Approximation errors of online sparsification criteria
This work addresses the need for efficient sparsification in online learning, providing theoretical insights that could improve model performance and computational efficiency, though it appears incremental as it builds on existing criteria.
The paper tackles the problem of approximation errors in online sparsification criteria used in machine learning frameworks like kernel methods, by deriving theoretical bounds on these errors for various criteria such as distance and coherence, and investigates errors for specific features like empirical mean and kernel PCA axes.
Many machine learning frameworks, such as resource-allocating networks, kernel-based methods, Gaussian processes, and radial-basis-function networks, require a sparsification scheme in order to address the online learning paradigm.

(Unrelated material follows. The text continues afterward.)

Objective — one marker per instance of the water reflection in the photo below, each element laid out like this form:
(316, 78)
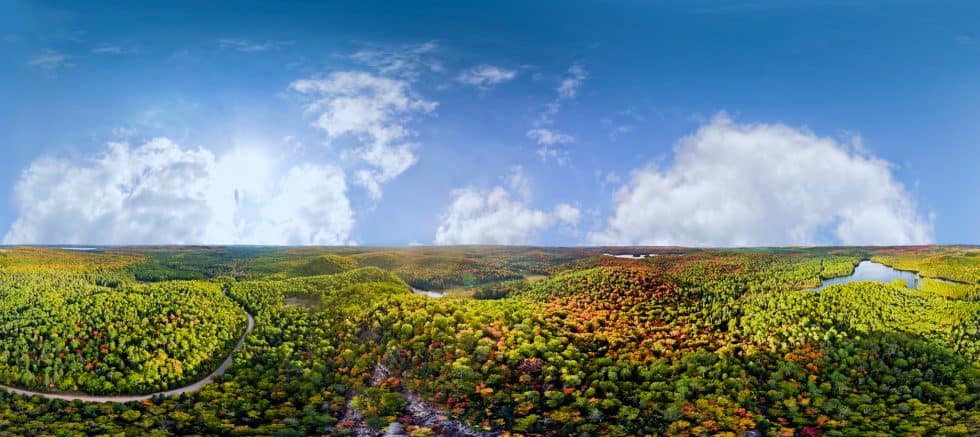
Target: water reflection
(872, 271)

For this purpose, several online sparsification criteria have been proposed to restrict the model definition on a subset of samples. The most known criterion is the (linear) approximation criterion, which discards any sample that can be well represented by the already contributing samples, an operation with excessive computational complexity. Several computationally efficient sparsification criteria have been introduced in the literature, such as the distance, the coherence and the Babel criteria. In this paper, we provide a framework that connects these sparsification criteria to the issue of approximating samples, by deriving theoretical bounds on the approximation errors. Moreover, we investigate the error of approximating any feature, by proposing upper-bounds on the approximation error for each of the aforementioned sparsification criteria. Two classes of features are described in detail, the empirical mean and the principal axes in the kernel principal component analysis.